Calvin James E, Roe Matthew T, Chen Anita Y, Mehta Rajendra H, Brogan Gerard X, Delong Elizabeth R, Fintel Dan J, Gibler W Brian, Ohman E Magnus, Smith Sidney C, Peterson Eric D
Section of Cardiology, Rush University Medical Center, Chicago, Illinois 60612, USA.
Ann Intern Med. 2006 Nov 21;145(10):739-48. doi: 10.7326/0003-4819-145-10-200611210-00006.
The impact of insurance coverage on the care of patients with non-ST-segment elevation acute coronary syndromes (NSTE ACS) is unclear.
To compare NSTE ACS care patterns by insurance type.
Comparison of Medicaid patients younger than 65 years of age and Medicare patients 65 years of age or older with patients of similar age who have health maintenance organization (HMO) or private insurance coverage.
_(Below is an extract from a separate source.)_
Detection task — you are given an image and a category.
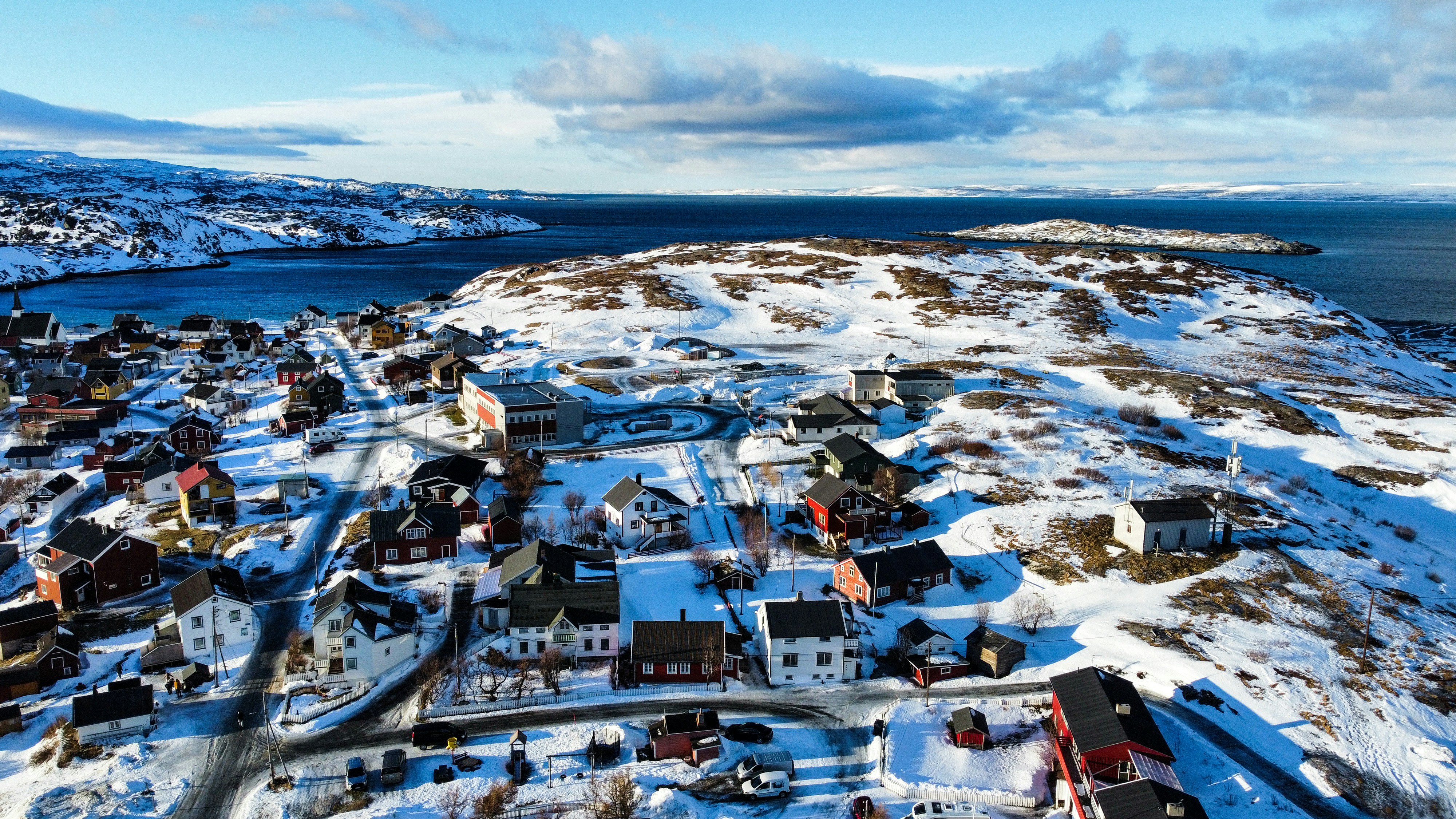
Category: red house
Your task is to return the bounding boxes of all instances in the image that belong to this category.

521 U.S. hospitals participating in the CRUSADE (Can Rapid Risk Stratification of Unstable Angina Patients Suppress ADverse Outcomes with Early Implementation of the ACC [American College of Cardiology]/AHA [American Heart Association] Guidelines) quality improvement initiative from January 2001 through March 2005.
37,345 NSTE ACS patients younger than 65 years of age and 59,550 patients 65 years of age or older.
Guideline-recommended treatments, and in-hospital outcomes.
Medicaid was the primary payer for 18.7% (6999 of 37,345) of patients younger than age 65 years, whereas Medicare was the primary payer for 67.5% (40,199 of 59,550) of patients age 65 years or older. Medicaid patients were statistically significantly less likely to receive short-term (less than 24 hours) medications and to undergo invasive cardiac procedures than patients covered by HMO and private insurance. They also had higher mortality rates (2.9% vs. 1.2%; adjusted odds ratio, 1.33; 95% CI, 1.08 to 1.63). Medications and invasive procedures were used to a similar extent in patients with Medicare and HMO or private insurance, and respective mortality rates were not significantly different (6.2% vs. 5.6%; adjusted odds ratio, 1.08; 95% CI, 0.99 to 1.18).
Self-pay patients and patients without insurance were not assessed.
NSTE ACS patients with Medicaid (but not Medicare) as the primary payer were less likely to receive evidence-based therapies and had worse outcomes than patients with HMO or private insurance as the primary payer. The causes of these treatment differences and solutions for narrowing the gaps in quality require further investigation.
保险覆盖范围对非ST段抬高型急性冠状动脉综合征(NSTE ACS)患者治疗的影响尚不清楚。
比较不同保险类型的NSTE ACS患者的治疗模式。
将65岁以下的医疗补助患者、65岁及以上的医疗保险患者与年龄相仿且拥有健康维护组织(HMO)或私人保险的患者进行比较。
2001年1月至2005年3月期间参与CRUSADE(不稳定型心绞痛患者快速风险分层能否通过早期实施美国心脏病学会[ACC]/美国心脏协会[AHA]指南抑制不良结局)质量改进计划的521家美国医院。
37345例65岁以下的NSTE ACS患者和59550例65岁及以上的患者。
指南推荐的治疗方法及住院结局。
在65岁以下的患者中,18.7%(37345例中的6999例)的主要支付方为医疗补助,而在65岁及以上的患者中,67.5%(59550例中的40199例)的主要支付方为医疗保险。与HMO和私人保险覆盖的患者相比,医疗补助患者在统计学上显著不太可能接受短期(少于24小时)药物治疗和进行侵入性心脏手术。他们的死亡率也更高(2.9%对1.2%;调整后的优势比为1.33;95%可信区间为1.08至1.63)。医疗保险患者与HMO或私人保险患者在使用药物和侵入性手术方面的程度相似,各自的死亡率无显著差异(6.2%对5.6%;调整后的优势比为1.08;95%可信区间为0.99至1.18)。
未评估自费患者和无保险患者。
以医疗补助(而非医疗保险)作为主要支付方的NSTE ACS患者比以HMO或私人保险作为主要支付方的患者更不太可能接受循证治疗,且结局更差。这些治疗差异的原因以及缩小质量差距的解决方案需要进一步研究。